- 免責事項
- 【GO最大の出資先・売出益と経済圏拡大の本丸】株式会社ディー・エヌ・エー (2432)
- 【NTTドコモ経由で200億円出資・国内通信インフラの巨人】日本電信電話 (9432)
- 【GO出資10億円・タクシー広告Tokyo Prime経由でも恩恵】電通グループ (4324)
2026年6月16日、タクシー配車アプリ大手のGO株式会社(証券コード581A)が東証グロース市場に新規上場します。想定売り出し価格2,350円、時価総額は約1,800億円規模となる見通しで、2026年に承認されたIPOとしては最大級の案件です。
GOは日本交通ホールディングスとDeNAがそれぞれ25.75%を保有する共同筆頭株主体制のもと、全国8.5万台のタクシーネットワーク、累計3,500万ダウンロード、月間平均利用回数では国内シェアNo.1を握る「日本のモビリティOS」と呼ぶべき存在に成長しました。2026年5月期予想では売上408億円・営業利益70億円・純利益64億円(前期比3倍)と急成長フェーズに突入しています。
注目すべきは、GO上場が単なる「人気アプリ会社の上場」にとどまらない点です。①既存株主の含み益顕在化、②タクシーDX・自動運転タクシー商用化、③日本版ライドシェア解禁、④EV充電(GO Charge)、⑤車内デジタル広告(Tokyo Prime)といった複数の波及テーマが同時に動き始めています。日産・ホンダ・ティアフォーは2026〜2027年の自動運転タクシー商用化を目標に実証実験を加速しており、まさに「2026年下期はMaaS関連が花開く転換点」となる可能性が高まっています。
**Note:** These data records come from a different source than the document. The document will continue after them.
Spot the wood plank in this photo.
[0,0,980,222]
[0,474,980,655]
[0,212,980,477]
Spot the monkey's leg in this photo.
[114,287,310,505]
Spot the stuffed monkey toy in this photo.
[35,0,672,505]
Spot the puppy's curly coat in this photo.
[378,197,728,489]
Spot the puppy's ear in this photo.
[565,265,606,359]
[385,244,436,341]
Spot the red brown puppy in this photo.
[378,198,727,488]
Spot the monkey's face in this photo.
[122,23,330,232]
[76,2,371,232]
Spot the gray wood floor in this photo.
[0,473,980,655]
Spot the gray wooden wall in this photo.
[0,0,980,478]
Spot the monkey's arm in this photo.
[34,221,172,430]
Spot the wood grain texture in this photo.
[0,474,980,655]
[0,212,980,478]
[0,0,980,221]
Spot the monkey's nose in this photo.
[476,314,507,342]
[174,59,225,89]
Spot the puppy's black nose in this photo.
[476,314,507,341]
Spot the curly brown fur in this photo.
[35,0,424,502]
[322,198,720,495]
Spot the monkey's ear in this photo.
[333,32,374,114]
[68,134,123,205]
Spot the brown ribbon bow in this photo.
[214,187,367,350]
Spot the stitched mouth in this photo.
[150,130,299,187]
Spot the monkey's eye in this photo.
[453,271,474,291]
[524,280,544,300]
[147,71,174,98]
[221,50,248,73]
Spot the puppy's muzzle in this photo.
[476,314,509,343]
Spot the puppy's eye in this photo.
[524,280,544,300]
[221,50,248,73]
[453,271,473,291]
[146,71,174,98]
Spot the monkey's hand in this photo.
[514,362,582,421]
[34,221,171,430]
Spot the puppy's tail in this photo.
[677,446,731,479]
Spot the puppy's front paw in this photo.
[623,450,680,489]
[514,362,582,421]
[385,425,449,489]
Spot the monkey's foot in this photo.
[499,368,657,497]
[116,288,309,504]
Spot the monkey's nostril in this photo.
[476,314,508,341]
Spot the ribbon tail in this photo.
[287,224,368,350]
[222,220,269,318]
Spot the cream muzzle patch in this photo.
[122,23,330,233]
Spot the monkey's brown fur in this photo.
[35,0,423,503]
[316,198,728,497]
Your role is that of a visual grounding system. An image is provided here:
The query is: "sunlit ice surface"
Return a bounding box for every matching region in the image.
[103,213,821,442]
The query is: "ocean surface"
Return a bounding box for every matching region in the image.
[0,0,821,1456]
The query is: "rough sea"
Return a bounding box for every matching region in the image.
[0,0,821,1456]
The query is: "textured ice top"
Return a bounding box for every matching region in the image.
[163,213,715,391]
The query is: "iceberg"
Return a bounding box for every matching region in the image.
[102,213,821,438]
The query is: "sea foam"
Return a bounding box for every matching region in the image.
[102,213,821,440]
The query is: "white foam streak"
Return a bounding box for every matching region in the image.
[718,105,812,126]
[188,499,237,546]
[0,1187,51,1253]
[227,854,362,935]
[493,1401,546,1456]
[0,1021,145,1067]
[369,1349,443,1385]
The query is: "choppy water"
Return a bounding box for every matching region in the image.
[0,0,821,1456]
本記事では、GO上場で直接的な売出益を得る出資企業、提携タクシー会社、自動運転・高精度地図・車載半導体・EV充電など、ライドヘイリング経済圏で恩恵を受ける東証上場銘柄を23社厳選しました。テーマ株として注目されながらも個別銘柄の事業実態を理解している投資家は意外と少ない領域です。ぜひ最後までご覧ください。
免責事項
本記事は情報提供を目的としたものであり、特定銘柄の売買を推奨するものではありません。投資判断はあくまでご自身の責任と判断において行ってください。記載内容の正確性については万全を期しておりますが、その正確性・完全性を保証するものではなく、株価・業績・上場状況等は執筆時点のものです。最新の情報は各企業のIR資料、有価証券報告書、東京証券取引所の開示情報等で必ずご確認ください。本記事の利用により生じたいかなる損害についても、筆者および本記事の関係者は一切の責任を負いません。
【GO最大の出資先・売出益と経済圏拡大の本丸】株式会社ディー・エヌ・エー (2432)
◎ 事業内容: モバイルゲーム事業を起点に、横浜DeNAベイスターズ運営のスポーツ事業、ライブストリーミング「Pococha」、ヘルスケア・医療データ事業、そしてオートモーティブ(GO株式会社への出資)まで多角的に展開する複合インターネット企業です。ゲームとライブコミュニティを収益柱としつつ、新規領域への積極投資が特徴です。 ・ 会社HP:
◎ 注目理由: GO株式会社の25.75%を保有する共同筆頭株主であり、今回のIPOで最大の恩恵を受ける1社です。日経報道によると今回のIPOで売出規模は868億円。DeNAはこのうち相当部分を回収する形となり、過去の「MOV」事業統合時から温めてきた含み益が一気に顕在化します。2025年5月期にGOが連結黒字化を達成し、2026年5月期には純利益64億円(前期比3倍)見通しと急成長フェーズに入ったことで、上場時のバリュエーションも引き上げやすい局面に入っています。さらに重要なのは、DeNAが配車アプリ以外にもAI事業、ライブストリーミング、ヘルスケアといった構造改革テーマを並行展開していることです。GO上場で得られる資金が次世代事業への再投資原資となれば、保有資産価値の再評価が進む可能性があります。同社株はバイオロジクスやAI関連でも報じられることが多く、テーマ性が複層的に重なる希少な銘柄でもあります。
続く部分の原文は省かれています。